Myth #2 The most effective form of validating reports is by having another member of the SAS team validate the output.

Usually, this is not effective for the following reasons:

  1. Most analysts abhor testing, and thus lack the motivation to test effectively.
  2. Some analysts are much more effective at it than others.  This may relate to training, motivation, or even having a "knack" for testing.
  3. Co-workers who are friends are not likely to do rigorous testing.  And the corollary, "competitive" individuals may spend an inordinate amount of time trying to find a bug.
  4. When you place more than one task on an analyst's plate, testing has historically been given a low priority.  Hence, it typically does not get the attention it deserves.
  5. Team members may not have the time or energy to study the code.

Myth #3 Validating each report independently is based on good modular programming foundations.

Many of the errors encountered in clinical trials results from  programs that do not communicate properly with each other.  Hence, two programmers may each create their own definitions of an event.  Comparing the reports externally (i.e. visual inspection) may or may not determine the potential error.  For example, consider the following:  Analyst #1 writes the adverse event detail listing and calculates duration of adverse event as: (end date - start date).  Analyst #2 writes the adverse event summary report and calculates the duration of an adverse event as (end date - start date + 1 ).  Since both formulas have been used in clinical trials, each analyst thinks that their definition is the correct one.  However, the lack of inter-program communication will cause the mean duration of an adverse event to differ by one.

Myth #4 Reports need not be re-validated if there are only minor changes in the data.

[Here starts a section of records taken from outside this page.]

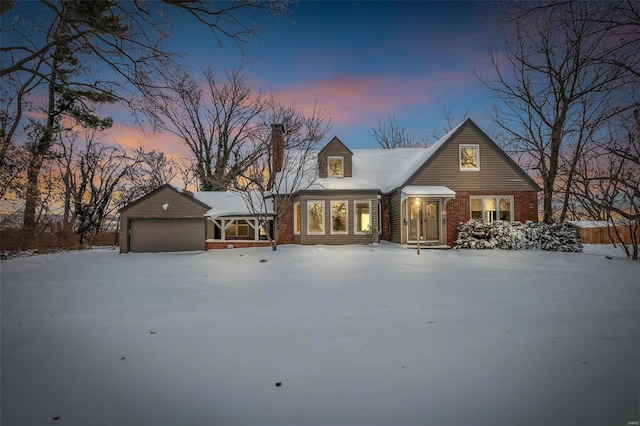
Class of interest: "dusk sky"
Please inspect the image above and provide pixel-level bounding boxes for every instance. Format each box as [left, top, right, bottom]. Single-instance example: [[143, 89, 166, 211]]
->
[[111, 1, 504, 155], [7, 0, 502, 155]]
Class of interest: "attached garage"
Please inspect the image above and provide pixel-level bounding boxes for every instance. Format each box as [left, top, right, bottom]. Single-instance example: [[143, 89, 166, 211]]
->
[[129, 218, 206, 253], [120, 185, 209, 253]]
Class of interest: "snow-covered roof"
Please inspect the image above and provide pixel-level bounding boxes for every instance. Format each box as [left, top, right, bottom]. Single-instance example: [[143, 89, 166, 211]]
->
[[402, 185, 456, 197], [193, 191, 273, 219], [276, 122, 464, 193]]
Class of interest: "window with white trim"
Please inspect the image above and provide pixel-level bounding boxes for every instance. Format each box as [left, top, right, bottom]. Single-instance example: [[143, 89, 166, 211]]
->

Too often, code is written to accommodate the format of the original data, rather than writing code in a more general way to handle changes in the data.  However, minor changes in the data can have dramatic changes in output.  For example, an analyst may develop a format (i.e. via PROC FORMAT) that reflects the various conditions of "severity."  Thus, they may develop a format with values of "1", "2" and "3" to respectively represent "Mild", "Moderate" and "Severe".  However, the database is updated and a value of "4" which represents "Life Threatening" is added to the database.  By using fixed formats, this new critical format may be dropped from the calculations.   

Myth #5 There is no need to validate the transmission of data from one system to another because electronic transfer is for all practical purposes quite accurate.

While the second part is true that data transfer is usually quite reliable, differences in internal structures of databases can result in nasty surprises.  For instance, one database may be more permissive in the way dates can be stored.  If SAS does not have an equivalent date format, it will most likely set the date to missing, WITHOUT warning.  Another common example is that SAS version 6.12 (and earlier releases) can only handle data strings whose length is 200 characters.  Many databases permit storage of greater lengths and hence truncation will occur when transferred to SAS data sets.